PARIS -- Europe's biggest tire maker Michelin posted a smaller-than-expected 1.8 percent dip in 2003 revenue on Thursday as a strong euro and high raw material costs wiped out stronger volume sales and a boost from its purchase of European tire retailer Viborg.
Michelin said in a statement its sales totalled 15.37 billion euros ($19.7 billion) compared to 15.645 billion euros previously. Thirteen analysts polled by Reuters on average forecast 2003 sales of 15.262 billion euros.
Stripping out the effect of a strong euro versus the U.S. dollar and other currencies, and its Viborg acquisition, sales rose five percent.
"These are very good results -- better than expected in all segments and a good sign for 2004," said one Paris-based analyst who declined to be named.
Michelin said fourth-quarter sales rose 6.6 percent to 4.221 billion euros, thanks to a 313 million-euro boost from the consolidation of Viborg in its accounts and a 5.8 percent rise in sales by volume.
The company said its business environment, in terms of tire markets, exchange rates and raw material costs, was roughly the same as in October, when it forecast a full-year operating profit margin below that of 2002.

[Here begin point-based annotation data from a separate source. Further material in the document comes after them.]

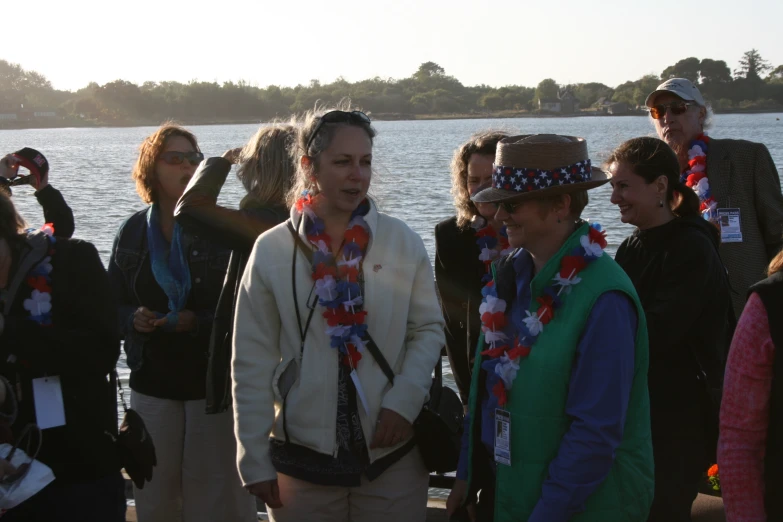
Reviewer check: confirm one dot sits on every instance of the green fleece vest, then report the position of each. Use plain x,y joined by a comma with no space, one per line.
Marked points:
538,398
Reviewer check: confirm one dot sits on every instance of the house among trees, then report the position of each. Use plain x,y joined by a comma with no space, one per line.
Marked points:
565,103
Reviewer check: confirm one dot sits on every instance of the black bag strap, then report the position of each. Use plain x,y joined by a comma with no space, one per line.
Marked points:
389,373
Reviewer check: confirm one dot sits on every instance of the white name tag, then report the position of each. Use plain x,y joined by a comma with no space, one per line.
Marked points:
730,225
502,437
48,400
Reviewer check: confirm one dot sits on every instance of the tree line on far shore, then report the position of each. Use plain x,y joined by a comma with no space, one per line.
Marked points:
755,84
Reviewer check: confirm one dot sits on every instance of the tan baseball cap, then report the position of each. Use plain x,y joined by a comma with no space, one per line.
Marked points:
679,87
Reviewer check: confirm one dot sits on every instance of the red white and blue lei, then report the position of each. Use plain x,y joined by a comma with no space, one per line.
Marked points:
506,346
696,178
39,305
337,281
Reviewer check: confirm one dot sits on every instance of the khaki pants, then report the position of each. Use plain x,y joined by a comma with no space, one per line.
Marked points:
196,479
398,495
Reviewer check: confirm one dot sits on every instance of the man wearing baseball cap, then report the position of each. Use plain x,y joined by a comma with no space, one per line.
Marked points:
56,210
736,181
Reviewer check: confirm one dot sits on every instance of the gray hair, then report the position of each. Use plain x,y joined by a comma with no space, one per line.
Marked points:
309,121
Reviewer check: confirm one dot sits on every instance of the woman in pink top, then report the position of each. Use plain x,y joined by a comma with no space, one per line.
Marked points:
750,451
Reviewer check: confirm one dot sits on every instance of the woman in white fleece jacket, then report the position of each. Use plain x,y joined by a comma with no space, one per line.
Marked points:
322,434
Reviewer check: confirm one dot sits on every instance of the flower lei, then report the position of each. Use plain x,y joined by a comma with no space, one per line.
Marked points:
503,360
713,477
488,241
337,283
40,280
695,177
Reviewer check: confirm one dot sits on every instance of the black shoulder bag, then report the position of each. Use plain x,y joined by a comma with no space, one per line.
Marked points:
438,428
134,445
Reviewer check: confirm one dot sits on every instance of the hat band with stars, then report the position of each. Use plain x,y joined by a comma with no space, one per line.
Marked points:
524,180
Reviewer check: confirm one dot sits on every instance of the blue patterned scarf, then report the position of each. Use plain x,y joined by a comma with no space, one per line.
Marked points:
169,264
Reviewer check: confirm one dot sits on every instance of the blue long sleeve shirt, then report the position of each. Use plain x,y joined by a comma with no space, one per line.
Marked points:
599,391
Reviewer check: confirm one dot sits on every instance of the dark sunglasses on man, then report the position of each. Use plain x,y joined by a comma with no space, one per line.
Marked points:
173,157
677,108
356,117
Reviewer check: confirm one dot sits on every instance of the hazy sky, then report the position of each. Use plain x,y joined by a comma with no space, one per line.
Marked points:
287,42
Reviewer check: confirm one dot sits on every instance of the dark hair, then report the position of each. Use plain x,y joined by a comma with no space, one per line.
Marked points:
652,158
11,223
150,150
303,179
480,143
579,201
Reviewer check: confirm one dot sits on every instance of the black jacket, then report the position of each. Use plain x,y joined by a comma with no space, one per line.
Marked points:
198,212
81,347
166,365
56,211
458,273
685,293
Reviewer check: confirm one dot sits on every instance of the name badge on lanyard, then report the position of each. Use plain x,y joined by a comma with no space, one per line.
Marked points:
730,225
502,437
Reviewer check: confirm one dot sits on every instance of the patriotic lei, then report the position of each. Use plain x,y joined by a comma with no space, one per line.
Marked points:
40,280
337,283
503,360
695,177
488,240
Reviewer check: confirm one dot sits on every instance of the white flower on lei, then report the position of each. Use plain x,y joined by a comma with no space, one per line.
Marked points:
356,301
488,254
699,167
39,303
533,323
358,343
507,370
492,304
321,246
492,337
695,152
566,284
358,220
592,249
309,212
702,187
325,288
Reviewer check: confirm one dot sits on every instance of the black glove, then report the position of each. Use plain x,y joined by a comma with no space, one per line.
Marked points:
136,449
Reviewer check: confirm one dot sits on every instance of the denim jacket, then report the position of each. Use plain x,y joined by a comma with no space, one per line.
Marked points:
207,262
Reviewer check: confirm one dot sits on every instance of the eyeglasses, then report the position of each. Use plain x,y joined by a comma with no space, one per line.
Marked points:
174,157
508,208
677,108
337,117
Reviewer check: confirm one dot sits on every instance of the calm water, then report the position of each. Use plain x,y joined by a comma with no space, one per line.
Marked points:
92,166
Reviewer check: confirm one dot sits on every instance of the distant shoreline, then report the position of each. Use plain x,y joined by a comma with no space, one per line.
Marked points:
75,123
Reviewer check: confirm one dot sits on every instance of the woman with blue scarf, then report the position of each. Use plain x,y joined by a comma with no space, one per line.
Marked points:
168,283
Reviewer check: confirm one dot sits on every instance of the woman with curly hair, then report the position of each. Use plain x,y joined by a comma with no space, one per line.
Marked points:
167,283
465,246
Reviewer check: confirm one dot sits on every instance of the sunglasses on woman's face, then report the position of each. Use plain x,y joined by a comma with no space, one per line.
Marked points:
677,108
173,157
337,117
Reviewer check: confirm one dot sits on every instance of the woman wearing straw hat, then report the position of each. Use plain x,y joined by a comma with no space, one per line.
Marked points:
559,392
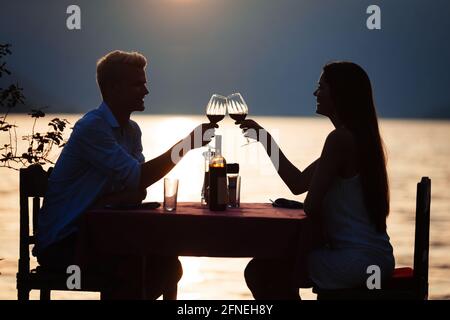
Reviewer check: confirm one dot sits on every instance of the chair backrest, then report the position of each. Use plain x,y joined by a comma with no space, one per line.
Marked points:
33,184
422,236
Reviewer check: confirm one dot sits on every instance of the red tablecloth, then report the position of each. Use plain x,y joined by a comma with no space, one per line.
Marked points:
254,230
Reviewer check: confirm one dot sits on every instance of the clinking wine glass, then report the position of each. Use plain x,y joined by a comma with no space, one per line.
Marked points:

Michelin has warned its full-year bottom line will be hit by a 300 million-euro goodwill charge for the loss-making Viborg, adding that the business would also knock 20 million to 40 million euros off its 2003 operating profit.
RECOVERY IN 2004?
Michelin, which vies with Japan's Bridgestone Corp. and U.S.-based Goodyear Tire and Rubber Co. for world tire market supremacy, said currency effects took an 8.3 percent bite out of 2003 revenue.

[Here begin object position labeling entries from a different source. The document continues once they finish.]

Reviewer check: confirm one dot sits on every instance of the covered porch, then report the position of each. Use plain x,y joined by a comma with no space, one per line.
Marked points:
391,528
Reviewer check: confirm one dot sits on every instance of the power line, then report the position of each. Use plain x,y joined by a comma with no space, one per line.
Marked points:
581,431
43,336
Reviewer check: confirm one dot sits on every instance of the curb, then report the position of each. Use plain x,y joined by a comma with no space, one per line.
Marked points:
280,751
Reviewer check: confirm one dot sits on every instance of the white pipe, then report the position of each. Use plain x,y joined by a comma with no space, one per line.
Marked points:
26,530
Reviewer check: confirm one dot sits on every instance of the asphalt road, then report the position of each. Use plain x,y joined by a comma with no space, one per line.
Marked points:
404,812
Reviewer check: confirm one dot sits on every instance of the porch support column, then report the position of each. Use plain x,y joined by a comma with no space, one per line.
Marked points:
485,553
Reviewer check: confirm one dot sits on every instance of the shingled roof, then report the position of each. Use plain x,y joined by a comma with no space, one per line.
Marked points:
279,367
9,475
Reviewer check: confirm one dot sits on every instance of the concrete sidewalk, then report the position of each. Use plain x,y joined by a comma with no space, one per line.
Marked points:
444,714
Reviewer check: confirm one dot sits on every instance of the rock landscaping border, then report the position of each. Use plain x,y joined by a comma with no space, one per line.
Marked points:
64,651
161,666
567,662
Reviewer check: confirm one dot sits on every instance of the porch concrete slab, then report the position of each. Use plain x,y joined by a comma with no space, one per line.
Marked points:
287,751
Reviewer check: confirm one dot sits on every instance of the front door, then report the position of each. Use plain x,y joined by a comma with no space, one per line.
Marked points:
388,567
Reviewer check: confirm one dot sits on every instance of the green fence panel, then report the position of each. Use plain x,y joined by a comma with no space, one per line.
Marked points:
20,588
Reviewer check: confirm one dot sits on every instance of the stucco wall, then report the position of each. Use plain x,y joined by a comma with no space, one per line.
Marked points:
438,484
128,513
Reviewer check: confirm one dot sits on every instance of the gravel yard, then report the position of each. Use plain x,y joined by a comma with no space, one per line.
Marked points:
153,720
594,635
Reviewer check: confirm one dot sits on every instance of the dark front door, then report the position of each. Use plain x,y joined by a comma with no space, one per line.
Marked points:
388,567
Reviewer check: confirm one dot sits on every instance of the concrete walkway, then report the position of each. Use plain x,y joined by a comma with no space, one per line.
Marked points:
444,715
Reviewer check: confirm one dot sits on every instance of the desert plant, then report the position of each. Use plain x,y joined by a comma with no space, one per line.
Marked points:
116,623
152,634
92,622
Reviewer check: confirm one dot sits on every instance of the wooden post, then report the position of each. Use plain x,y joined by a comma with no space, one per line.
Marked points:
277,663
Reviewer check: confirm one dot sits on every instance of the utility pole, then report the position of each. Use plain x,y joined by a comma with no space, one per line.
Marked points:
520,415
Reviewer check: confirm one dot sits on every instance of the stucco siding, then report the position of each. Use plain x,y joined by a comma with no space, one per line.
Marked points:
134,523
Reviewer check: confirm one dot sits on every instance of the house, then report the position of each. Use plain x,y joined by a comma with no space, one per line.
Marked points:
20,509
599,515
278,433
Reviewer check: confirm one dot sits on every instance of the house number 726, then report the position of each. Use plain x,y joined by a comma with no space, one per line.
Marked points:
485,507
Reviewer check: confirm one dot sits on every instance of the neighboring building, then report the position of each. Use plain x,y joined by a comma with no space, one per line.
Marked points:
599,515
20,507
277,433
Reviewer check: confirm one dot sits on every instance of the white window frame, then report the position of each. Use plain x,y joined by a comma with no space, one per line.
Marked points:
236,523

Analysts expect Michelin's net profit to fall sharply this year due to the Viborg charge, and predict an 8.6 percent dip in operating profit.
However many reckon the company, also famed for its upscale restaurant guides, is set for an easier ride in 2004 amid recovery in the key U.S. truck market, although continued high raw material costs and a strong euro could still hamper growth.

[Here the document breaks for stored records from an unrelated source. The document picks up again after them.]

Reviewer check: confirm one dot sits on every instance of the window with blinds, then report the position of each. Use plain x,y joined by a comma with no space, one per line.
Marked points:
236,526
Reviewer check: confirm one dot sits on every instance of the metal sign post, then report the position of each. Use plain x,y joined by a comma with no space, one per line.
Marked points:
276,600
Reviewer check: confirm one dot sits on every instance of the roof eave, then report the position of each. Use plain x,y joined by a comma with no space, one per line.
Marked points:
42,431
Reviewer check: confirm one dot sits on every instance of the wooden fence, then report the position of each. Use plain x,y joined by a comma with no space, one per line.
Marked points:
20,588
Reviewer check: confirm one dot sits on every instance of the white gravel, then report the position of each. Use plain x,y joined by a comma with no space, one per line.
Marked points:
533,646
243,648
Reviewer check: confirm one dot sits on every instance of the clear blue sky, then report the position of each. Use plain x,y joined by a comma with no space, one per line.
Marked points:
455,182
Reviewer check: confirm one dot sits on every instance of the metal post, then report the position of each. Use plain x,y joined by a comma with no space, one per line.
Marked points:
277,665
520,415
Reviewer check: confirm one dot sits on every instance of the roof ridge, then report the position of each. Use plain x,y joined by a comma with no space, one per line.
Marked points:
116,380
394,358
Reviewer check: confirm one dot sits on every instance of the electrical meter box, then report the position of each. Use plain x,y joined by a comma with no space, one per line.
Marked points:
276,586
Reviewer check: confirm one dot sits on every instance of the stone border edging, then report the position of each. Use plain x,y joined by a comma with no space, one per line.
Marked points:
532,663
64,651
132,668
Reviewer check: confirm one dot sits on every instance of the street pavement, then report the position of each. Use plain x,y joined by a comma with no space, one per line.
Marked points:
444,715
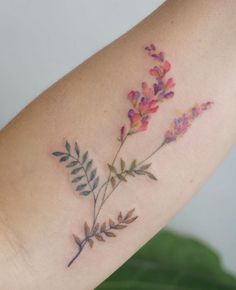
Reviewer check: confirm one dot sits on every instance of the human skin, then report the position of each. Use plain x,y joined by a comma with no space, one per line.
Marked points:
39,209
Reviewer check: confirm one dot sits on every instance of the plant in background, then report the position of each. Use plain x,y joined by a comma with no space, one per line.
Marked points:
171,261
144,104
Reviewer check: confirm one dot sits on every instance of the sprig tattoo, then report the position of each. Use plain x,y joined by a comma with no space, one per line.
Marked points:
85,176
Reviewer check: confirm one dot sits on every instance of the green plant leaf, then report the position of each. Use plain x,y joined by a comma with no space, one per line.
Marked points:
112,168
95,184
72,164
93,174
76,170
81,187
150,175
64,158
58,153
89,165
85,193
78,178
171,261
121,177
122,164
145,166
85,156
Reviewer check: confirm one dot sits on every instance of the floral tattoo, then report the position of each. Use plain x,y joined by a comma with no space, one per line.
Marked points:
144,103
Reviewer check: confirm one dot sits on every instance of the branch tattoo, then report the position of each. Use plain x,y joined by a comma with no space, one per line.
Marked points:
85,177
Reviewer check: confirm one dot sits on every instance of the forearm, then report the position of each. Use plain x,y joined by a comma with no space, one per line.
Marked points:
41,208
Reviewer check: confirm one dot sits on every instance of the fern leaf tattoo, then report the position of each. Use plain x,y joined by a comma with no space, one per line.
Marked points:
84,174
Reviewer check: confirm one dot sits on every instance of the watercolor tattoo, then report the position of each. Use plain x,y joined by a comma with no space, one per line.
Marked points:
85,178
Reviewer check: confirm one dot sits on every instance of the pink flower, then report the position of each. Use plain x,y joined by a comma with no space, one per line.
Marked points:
146,90
134,96
138,122
144,103
181,124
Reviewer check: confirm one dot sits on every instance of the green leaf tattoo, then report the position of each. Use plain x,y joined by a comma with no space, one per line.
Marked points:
84,175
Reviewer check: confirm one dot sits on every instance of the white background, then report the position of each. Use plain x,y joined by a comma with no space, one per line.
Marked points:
42,40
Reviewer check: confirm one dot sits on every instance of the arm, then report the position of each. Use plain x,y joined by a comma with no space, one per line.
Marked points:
41,209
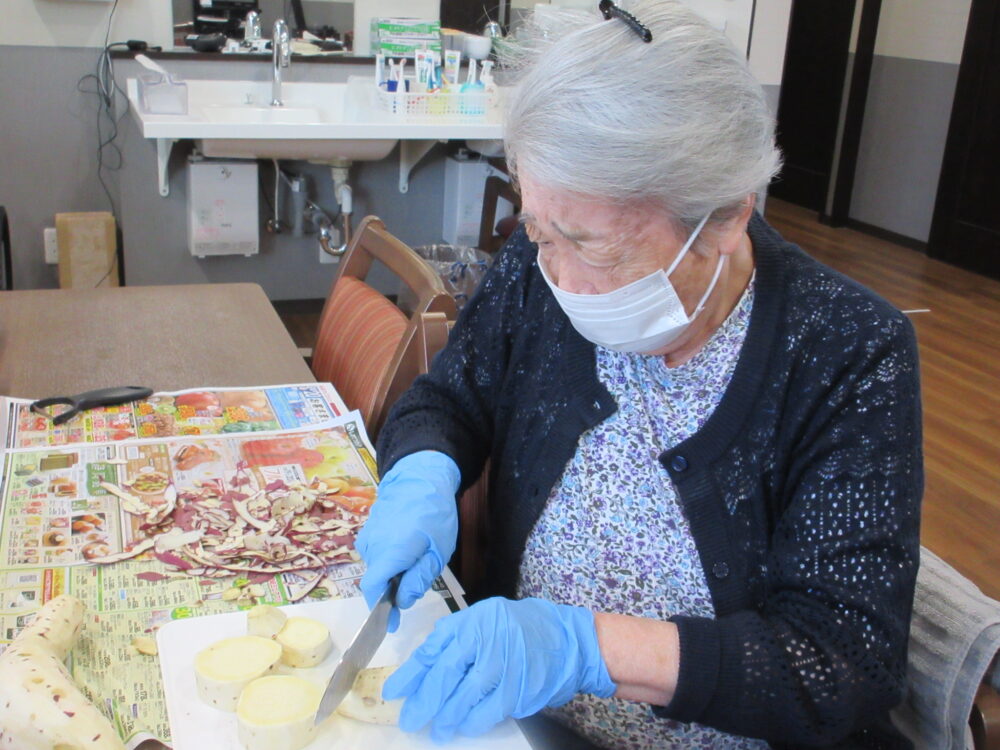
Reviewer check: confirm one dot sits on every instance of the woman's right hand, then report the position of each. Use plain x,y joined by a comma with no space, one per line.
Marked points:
412,528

Nordic tire maker Nokian Renkaat, which is less exposed to the U.S. market, posted a 10 percent rise in 2003 sales fuelled by strong demand for winter tires.
Higher volumes lifted sales by 3.3 percent while price rises gave a 1.6 percent boost. The company said that tire markets had fared slightly better than it had expected -- particularly the more profitable replacement market, although this varied according to region.